Ettore Maria Colombo
ROMA
LA NOTIZIA

è nell’inedito corteo di senatori di M5S, Lega e Sel che giunge al Quirinale per protestare contro il contingentamento dei tempi del dibattito sulla riforma di Palazzo Madama. Ma se non fosse per le urla, i sit-in sotto il Colle, le accuse di «morte della democrazia», il punto sarebbe semplice. Renzi vuole andare avanti davvero con le riforme oppure, come inizia a sostenere più di qualcuno, oltre al ‘solito’ pasdaran renziano Roberto Giachetti, ci porterà al voto?
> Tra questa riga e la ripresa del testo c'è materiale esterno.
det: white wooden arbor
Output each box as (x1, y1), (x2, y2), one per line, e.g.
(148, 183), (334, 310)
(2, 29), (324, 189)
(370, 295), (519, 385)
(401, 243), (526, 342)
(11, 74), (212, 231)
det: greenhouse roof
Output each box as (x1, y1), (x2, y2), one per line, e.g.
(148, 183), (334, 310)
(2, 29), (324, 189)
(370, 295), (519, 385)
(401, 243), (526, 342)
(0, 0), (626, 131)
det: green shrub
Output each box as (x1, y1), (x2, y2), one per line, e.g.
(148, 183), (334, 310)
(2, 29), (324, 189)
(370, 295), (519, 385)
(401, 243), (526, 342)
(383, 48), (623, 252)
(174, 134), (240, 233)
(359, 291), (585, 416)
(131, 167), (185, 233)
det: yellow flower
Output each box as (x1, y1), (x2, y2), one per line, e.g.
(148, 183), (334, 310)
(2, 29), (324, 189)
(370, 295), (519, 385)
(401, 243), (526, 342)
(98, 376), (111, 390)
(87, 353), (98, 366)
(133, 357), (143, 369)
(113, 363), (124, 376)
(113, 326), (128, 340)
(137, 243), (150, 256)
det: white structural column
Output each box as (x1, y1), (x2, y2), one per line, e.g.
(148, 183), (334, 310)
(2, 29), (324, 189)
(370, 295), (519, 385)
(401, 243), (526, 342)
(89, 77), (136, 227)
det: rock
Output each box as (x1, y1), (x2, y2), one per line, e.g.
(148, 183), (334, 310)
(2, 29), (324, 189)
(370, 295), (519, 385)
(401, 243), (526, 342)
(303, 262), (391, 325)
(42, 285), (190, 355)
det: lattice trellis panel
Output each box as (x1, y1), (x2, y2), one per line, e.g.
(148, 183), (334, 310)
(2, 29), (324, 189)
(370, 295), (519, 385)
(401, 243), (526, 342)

Rabbiosi d’indignazione — dopo l’ennesimo ‘giro di valzer’ del presidente del Senato, Pietro Grasso, sul regolamento — quelli che, ormai, si muovono come compatta falange macedone, le opposizioni unite (M5S, Sel, Lega, Gal e dissidenti vari), hanno in testa proprio questo, di assioma. «Renzi — fremeva il senatore ribelle del Pd, Corradino Mineo, l’altro giorno a Montecitorio — ha fallito in tutto, le riforme non si faranno e ci porterà a votare».

LA TESI

— disconosciuta da tutti i renziani di stretta osservanza — ha, in realtà, preso quota. Se ne parla, con insistenza, nei corridoi del Transatlantico. La ‘controprova’ starebbe nel fatto (e qui la voce arriva da Sel) che «il Pd sta alzando il tiro, vogliono buttarci addosso la colpa dell’impasse non solo sul ddl Boschi ma anche su tutti gli altri decreti in scadenza per additarci ai cittadini come i frenatori». Persino lo stesso presidente della Repubblica — che ieri ha fatto ricevere dal suo segretario generale, Marra, snobbandoli di fatto, il fronte unito delle opposizioni andato in corteo al Colle — sarebbe preoccupato da tale ipotesi. Il pressing esercitato su Grasso per ‘contingentare’ i tempi pro-maggioranza e chiudere l’esame del ddl Boschi non oltre l’8 agosto andrebbe in tal senso. «Napolitano — spiega sempre una fonte delle opposizioni — teme che se Renzi non vede la riforma del Senato votata l’8 agosto ci manda in ferie sì, ma poi alla ripresa autunnale ci manda al voto».

A MAGGIOR

ragione suonavano in modo sinistro, ieri, le parole del premier sull’economia nell’intervista al giornalista Alan Friedman (La 7) in cui Renzi per la prima volta ammette guai su quel fronte. Contram tale tesi, però, non c’è solo la legge del buon senso, ma anche l’altro contraente del patto del Nazareno, l’ex Cavaliere, che di andare a votare presto non ha alcuna intenzione. Ieri pomeriggio, Berlusconi ha visto il suo principale competitor interno, l’eurodeputato Raffaele Fitto. «Siamo rimasti ognuno sulle sue posizioni», spiega Fitto ad amici, alla fine del colloquio, ma sempre Fitto stima in «almeno 15» i senatori azzurri dissidenti i cui voti, sommandosi a quelli del Pd e a quelli delle opposizioni unite, farebbero finire ‘sotto’ il governo, naturalmente con il voto segreto. A quel punto, il ddl Boschi come pure le riforme, sarebbero morte e Renzi potrebbe essere, davvero, tentato di portare il Paese al voto (con quale legge elettorale, poi, è del tutto oscuro o tutto da vedere). Ma lo si saprà solo l’8 agosto.